Il processo intentato dal Vaticano contro i due
giornalisti italiani Nuzzi e Fittipaldi - responsabili di “rivelazione di
notizie riservate” - illustra una volta di più la natura della Chiesa e
dell'attuale Pontificato.
Il processo ha natura inquisitoria e totalmente
arbitraria, da ogni punto di vista. Esso si fonda sul nuovo articolo 10 del
Codice penale vaticano che prescrive pene severe, sino a 8 anni di carcere,
“per chiunque riveli notizie e documenti riservati”. Un'aberrazione giuridica
di per sé da un punto di vista liberale: significa di fatto negare il diritto
alla libera stampa. Ancor più aberrante la pretesa di applicare questo codice
penale non a dipendenti del Vaticano ma a cittadini di un altro Stato, senza
neppure la formalità di una richiesta di rogatoria.

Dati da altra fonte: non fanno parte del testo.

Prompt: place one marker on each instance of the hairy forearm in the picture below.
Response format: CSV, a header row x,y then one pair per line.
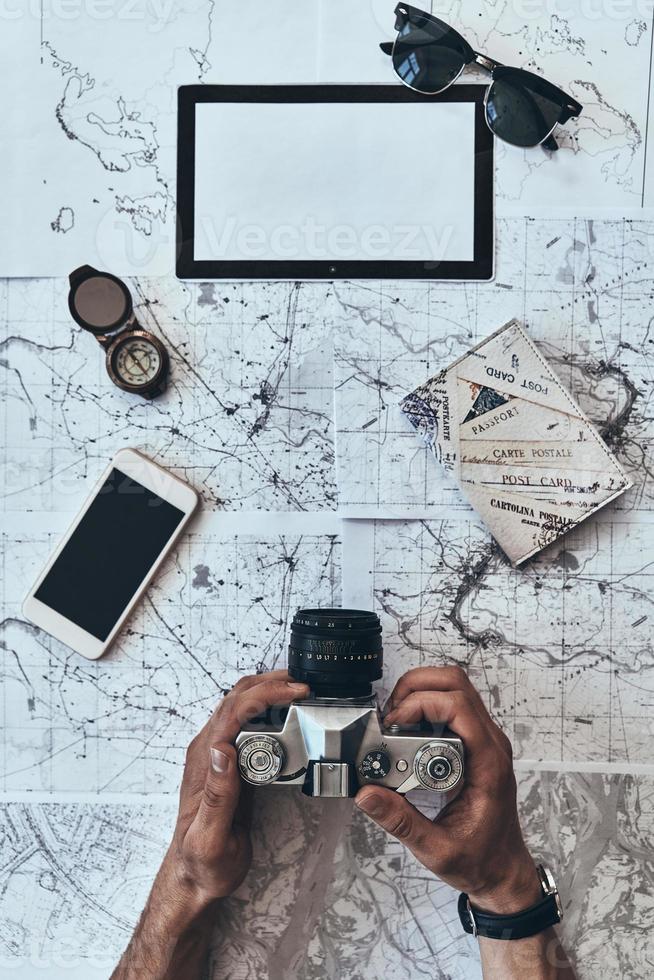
x,y
171,940
540,957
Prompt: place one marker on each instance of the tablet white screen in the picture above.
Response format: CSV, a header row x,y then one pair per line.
x,y
329,181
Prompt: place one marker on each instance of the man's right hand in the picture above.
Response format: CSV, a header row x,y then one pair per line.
x,y
475,844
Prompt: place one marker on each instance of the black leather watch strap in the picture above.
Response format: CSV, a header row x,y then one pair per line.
x,y
530,922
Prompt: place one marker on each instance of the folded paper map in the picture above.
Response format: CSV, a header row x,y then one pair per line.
x,y
523,452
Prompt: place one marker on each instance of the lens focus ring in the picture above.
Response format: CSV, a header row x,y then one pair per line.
x,y
338,652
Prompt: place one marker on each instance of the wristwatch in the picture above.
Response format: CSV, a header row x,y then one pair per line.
x,y
548,912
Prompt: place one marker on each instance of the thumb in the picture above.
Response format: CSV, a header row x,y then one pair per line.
x,y
397,816
220,796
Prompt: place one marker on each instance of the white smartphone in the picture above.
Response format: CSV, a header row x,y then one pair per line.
x,y
107,559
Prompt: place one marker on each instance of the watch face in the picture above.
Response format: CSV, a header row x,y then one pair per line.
x,y
136,361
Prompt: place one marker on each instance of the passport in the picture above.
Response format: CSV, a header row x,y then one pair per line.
x,y
521,449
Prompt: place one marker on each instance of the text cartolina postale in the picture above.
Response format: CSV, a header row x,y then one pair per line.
x,y
523,452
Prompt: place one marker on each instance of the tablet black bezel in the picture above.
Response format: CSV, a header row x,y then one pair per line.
x,y
479,268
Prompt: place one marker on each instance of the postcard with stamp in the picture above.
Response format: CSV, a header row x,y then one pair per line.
x,y
523,452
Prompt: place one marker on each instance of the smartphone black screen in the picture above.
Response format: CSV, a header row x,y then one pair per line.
x,y
109,554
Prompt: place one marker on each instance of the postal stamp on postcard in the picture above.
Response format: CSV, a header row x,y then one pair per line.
x,y
523,452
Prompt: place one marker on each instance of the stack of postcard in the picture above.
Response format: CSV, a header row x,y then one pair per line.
x,y
523,452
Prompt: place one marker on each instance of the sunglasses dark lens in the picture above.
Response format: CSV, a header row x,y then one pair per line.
x,y
428,58
519,113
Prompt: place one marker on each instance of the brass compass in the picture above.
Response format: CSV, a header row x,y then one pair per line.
x,y
100,303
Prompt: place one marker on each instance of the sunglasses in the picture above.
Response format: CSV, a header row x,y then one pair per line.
x,y
521,108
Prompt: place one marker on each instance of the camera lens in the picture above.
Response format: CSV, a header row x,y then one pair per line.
x,y
337,652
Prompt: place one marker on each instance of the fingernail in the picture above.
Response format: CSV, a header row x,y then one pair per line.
x,y
370,804
219,761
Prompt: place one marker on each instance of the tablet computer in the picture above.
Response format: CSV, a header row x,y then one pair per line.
x,y
333,182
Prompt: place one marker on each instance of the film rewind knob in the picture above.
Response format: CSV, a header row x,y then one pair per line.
x,y
260,759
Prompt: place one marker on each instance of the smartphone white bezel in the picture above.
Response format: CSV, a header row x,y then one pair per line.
x,y
155,478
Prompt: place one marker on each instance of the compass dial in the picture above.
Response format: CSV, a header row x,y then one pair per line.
x,y
137,361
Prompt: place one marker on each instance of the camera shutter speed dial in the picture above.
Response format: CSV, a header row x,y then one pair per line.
x,y
438,766
375,765
260,759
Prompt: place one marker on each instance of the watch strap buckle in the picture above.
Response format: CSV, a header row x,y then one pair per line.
x,y
471,916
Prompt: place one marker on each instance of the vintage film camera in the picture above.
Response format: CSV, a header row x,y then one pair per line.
x,y
335,742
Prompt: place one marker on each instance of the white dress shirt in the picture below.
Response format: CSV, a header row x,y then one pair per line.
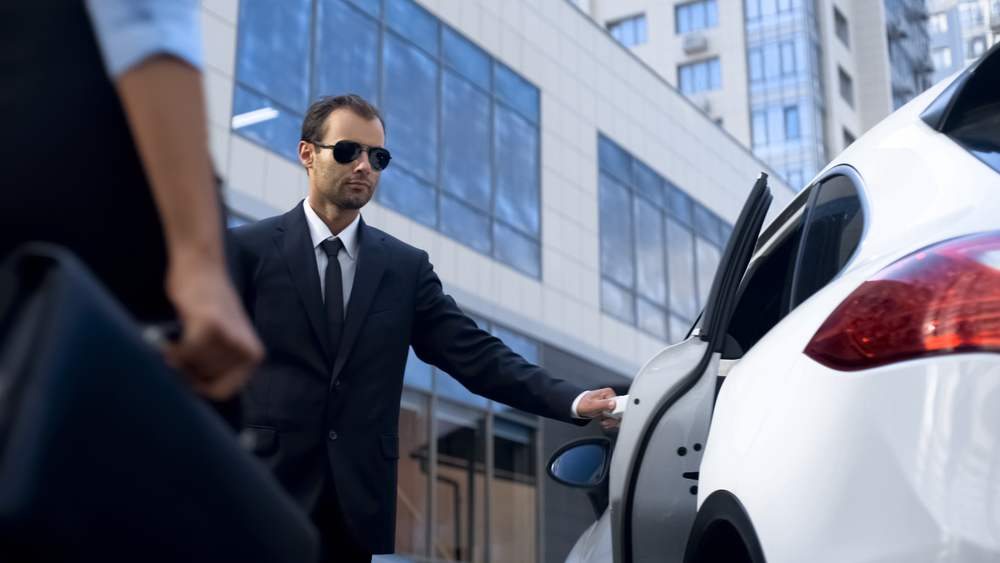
x,y
348,261
348,255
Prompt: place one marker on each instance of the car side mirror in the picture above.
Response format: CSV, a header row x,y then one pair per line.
x,y
581,463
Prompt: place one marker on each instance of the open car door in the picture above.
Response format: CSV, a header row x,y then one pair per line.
x,y
654,469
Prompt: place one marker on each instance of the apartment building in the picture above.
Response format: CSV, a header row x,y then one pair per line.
x,y
960,32
795,80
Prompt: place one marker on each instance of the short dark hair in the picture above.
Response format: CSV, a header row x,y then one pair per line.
x,y
314,125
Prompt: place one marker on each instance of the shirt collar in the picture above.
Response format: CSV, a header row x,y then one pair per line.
x,y
319,232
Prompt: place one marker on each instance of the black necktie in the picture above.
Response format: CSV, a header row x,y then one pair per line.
x,y
334,293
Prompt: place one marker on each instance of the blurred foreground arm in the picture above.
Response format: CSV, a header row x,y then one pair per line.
x,y
162,97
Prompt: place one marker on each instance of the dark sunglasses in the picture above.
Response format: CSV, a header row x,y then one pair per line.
x,y
349,151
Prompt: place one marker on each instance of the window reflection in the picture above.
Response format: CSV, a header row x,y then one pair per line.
x,y
648,255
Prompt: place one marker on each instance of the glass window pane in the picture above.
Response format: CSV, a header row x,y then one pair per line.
x,y
649,183
678,329
521,345
273,53
756,65
258,120
683,19
772,62
650,269
759,128
413,23
687,79
466,58
512,89
715,73
465,128
516,250
413,475
787,57
680,205
409,196
460,511
465,225
616,231
613,159
680,265
652,319
700,77
417,372
706,223
617,302
516,150
708,261
628,32
410,84
698,15
346,51
371,6
514,493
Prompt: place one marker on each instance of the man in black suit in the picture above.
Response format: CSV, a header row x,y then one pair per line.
x,y
337,304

Per di più i giornalisti
italiani processati non hanno potuto né conoscere per tempo gli atti di accusa
né scegliersi i propri avvocati: perché gli articoli 24 e 26 dell'ordinamento
giudiziario vaticano riservano alla Santa Sede il diritto di ammettere o meno
un avvocato in tribunale, e la Santa Sede ha rifiutato gli avvocati scelti dai
giornalisti. Insomma: una monarchia assoluta di natura teocratica ha una
giurisdizione a propria immagine e somiglianza. Ma non di tratta solo
dell'ordinamento vaticano. Si tratta anche delle scelte politiche di chi lo
guida. Il processo in atto riconduce infatti alla precisa responsabilità di
Papa Bergoglio. In primo luogo perché il nuovo articolo 10 (iperreazionario)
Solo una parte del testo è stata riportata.